Martin believes young people who have had limited exposure to this Northwest regional art will be enthralled with the work shown.

Echelbarger agrees. The museum is working with school districts and colleges to ensure that students visit the museum.

Along with the watercolor exhibit, the museum is hosting borrowed work by Anderson, who grew up in Edmonds, Graves, who lived for a time in Woodway, and Callahan, who had a place in the Granite Falls area.

Anderson, Graves, Callahan and Tobey were among the artists in the Northwest garnering national attention when Life magazine published its 1953 feature story “Mystic Painters of the Northwest.”

A large Anderson painting that normally graces the Edmonds City Council chambers will hang in the museum lobby. Four Graves paintings from the collection of photographer Mary Randlett have a special place in the main hall of the museum. Randlett, known for her portraits of Northwest regional artists, also lived in Edmonds.

It’s been only two years since the idea for the museum came together.

A fixture in downtown Edmonds since it was built in the mid-1960s as a grocery store, the museum building has been stripped down to show its beautiful curved hemlock beams. Architect Steve Johnson capitalized on its modern look and high ceilings.

“It’s cool and it’s gratifying,” Echelbarger said. “The building was great for a museum conversion and the city of Edmonds was so welcoming.”

The museum takes up about 11,000 square feet of the 20,000-square-foot building, which can be rented for events. It is surrounded by Scratch Distillery and Brigid’s bottleshop. Other businesses to be added to the complex include a Top Pot doughnut shop, an upscale restaurant and a Spud’s fish and chips shop.

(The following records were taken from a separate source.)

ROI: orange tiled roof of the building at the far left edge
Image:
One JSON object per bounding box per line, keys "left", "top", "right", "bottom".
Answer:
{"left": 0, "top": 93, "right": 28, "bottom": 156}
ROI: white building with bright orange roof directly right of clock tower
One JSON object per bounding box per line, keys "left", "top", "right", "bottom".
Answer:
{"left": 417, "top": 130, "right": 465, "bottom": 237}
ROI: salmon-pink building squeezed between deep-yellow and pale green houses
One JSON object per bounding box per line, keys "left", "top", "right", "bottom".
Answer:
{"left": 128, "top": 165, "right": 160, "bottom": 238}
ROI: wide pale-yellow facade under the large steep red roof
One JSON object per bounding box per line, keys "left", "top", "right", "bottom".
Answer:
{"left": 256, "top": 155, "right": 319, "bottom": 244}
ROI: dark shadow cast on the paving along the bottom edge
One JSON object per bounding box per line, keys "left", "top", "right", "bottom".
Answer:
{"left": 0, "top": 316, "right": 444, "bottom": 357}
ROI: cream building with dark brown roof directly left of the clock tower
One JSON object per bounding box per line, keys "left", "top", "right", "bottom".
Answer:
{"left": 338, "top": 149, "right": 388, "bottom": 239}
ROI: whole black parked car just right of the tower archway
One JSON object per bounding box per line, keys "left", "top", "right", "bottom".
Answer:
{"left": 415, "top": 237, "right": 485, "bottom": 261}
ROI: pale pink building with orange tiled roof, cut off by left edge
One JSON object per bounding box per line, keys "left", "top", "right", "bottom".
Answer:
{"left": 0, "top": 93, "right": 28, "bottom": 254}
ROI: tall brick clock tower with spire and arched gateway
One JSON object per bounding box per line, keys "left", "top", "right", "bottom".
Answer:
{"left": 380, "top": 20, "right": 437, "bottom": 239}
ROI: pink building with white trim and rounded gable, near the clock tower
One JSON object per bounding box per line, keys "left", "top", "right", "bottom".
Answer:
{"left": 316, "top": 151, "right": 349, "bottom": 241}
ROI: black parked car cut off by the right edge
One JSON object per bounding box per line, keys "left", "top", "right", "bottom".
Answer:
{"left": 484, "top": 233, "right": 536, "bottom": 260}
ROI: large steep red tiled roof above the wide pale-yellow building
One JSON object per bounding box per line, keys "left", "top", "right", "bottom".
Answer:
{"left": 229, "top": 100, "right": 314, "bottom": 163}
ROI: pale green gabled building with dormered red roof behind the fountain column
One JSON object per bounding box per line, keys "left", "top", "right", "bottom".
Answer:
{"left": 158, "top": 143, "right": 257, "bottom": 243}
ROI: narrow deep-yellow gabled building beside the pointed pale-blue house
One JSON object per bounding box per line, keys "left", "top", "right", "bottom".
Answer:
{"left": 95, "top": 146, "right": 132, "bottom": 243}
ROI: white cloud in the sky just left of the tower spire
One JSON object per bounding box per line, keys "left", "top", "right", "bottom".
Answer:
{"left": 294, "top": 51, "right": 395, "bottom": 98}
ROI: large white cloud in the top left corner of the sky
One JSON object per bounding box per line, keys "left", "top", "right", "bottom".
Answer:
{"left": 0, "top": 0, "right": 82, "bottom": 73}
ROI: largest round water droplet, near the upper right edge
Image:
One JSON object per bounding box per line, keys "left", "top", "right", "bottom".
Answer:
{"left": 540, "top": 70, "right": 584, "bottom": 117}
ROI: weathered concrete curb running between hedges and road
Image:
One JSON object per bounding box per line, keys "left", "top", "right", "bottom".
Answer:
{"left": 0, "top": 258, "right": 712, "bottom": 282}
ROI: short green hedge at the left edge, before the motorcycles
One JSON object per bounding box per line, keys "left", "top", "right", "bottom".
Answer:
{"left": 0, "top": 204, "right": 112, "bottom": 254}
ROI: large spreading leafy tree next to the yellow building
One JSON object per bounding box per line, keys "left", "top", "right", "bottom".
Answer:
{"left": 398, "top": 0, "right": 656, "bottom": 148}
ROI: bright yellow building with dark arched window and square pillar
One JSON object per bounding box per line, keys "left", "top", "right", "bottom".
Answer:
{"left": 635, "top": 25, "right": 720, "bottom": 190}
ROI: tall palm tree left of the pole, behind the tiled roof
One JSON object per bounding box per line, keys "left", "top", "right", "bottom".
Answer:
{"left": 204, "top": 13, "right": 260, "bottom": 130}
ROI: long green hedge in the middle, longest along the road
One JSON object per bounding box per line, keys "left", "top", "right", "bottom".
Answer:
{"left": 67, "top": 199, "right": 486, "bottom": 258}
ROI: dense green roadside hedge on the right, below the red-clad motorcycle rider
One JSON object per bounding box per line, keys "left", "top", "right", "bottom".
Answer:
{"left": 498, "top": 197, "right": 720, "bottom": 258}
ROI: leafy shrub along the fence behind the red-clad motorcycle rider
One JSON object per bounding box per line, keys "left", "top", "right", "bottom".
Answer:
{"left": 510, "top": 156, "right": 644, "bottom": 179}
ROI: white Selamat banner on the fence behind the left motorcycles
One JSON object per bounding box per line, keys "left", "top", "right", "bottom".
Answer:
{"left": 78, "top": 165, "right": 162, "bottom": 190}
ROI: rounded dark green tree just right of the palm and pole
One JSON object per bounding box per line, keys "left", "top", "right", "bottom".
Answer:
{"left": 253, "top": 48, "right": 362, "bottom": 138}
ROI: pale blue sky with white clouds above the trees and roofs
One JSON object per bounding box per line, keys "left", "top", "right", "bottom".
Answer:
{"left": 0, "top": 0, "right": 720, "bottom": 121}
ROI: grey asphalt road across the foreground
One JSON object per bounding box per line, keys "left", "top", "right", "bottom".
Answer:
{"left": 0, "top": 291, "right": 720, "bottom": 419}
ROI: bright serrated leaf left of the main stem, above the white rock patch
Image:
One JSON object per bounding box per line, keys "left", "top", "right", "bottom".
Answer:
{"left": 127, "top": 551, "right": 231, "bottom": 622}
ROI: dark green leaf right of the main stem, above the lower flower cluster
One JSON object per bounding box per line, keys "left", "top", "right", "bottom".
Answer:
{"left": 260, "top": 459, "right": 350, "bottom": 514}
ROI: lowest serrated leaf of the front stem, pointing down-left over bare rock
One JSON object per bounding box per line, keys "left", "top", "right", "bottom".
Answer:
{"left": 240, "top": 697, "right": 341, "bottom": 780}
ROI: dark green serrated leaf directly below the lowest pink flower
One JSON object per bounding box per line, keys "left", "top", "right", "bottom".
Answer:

The $350,000 renovation of the old Safeway created a museum space of six galleries, a central hall and an education room with a gift shop and proposed adjoining library. The glass entry, seating area and gift shop overlook container gardens that complement the museum’s mid-century modern aesthetics. The museum has heating, cooling and humidity standards equal to those maintained by the Smithsonian.

A 12-member board of directors, a few employees and a cadre of volunteers run the museum.

“Now we need people who will buy memberships and season passes and claim this museum as their own,” Echelbarger said.

Gale Fiege: 425-339-3427; gfiege@heraldnet.com. Twitter: @galefiege.

If you go

The new Cascadia Art Museum opens to the public 11 a.m. to 6 p.m. Sept. 12 and 13 at 190 Sunset Ave., Edmonds, with free admission those first two days. Cost is $10 beginning Sept. 16. Free admission is offered during Edmonds’ third Thursday art walk events. Memberships are $50. Seniors in the same household can share a membership. Hours go until 8 p.m. on Thursdays. The museum is closed Mondays and Tuesdays. The new book “A Fluid Tradition” is available for sale in the museum gift shop. More information is at cascadiaartmuseum.org.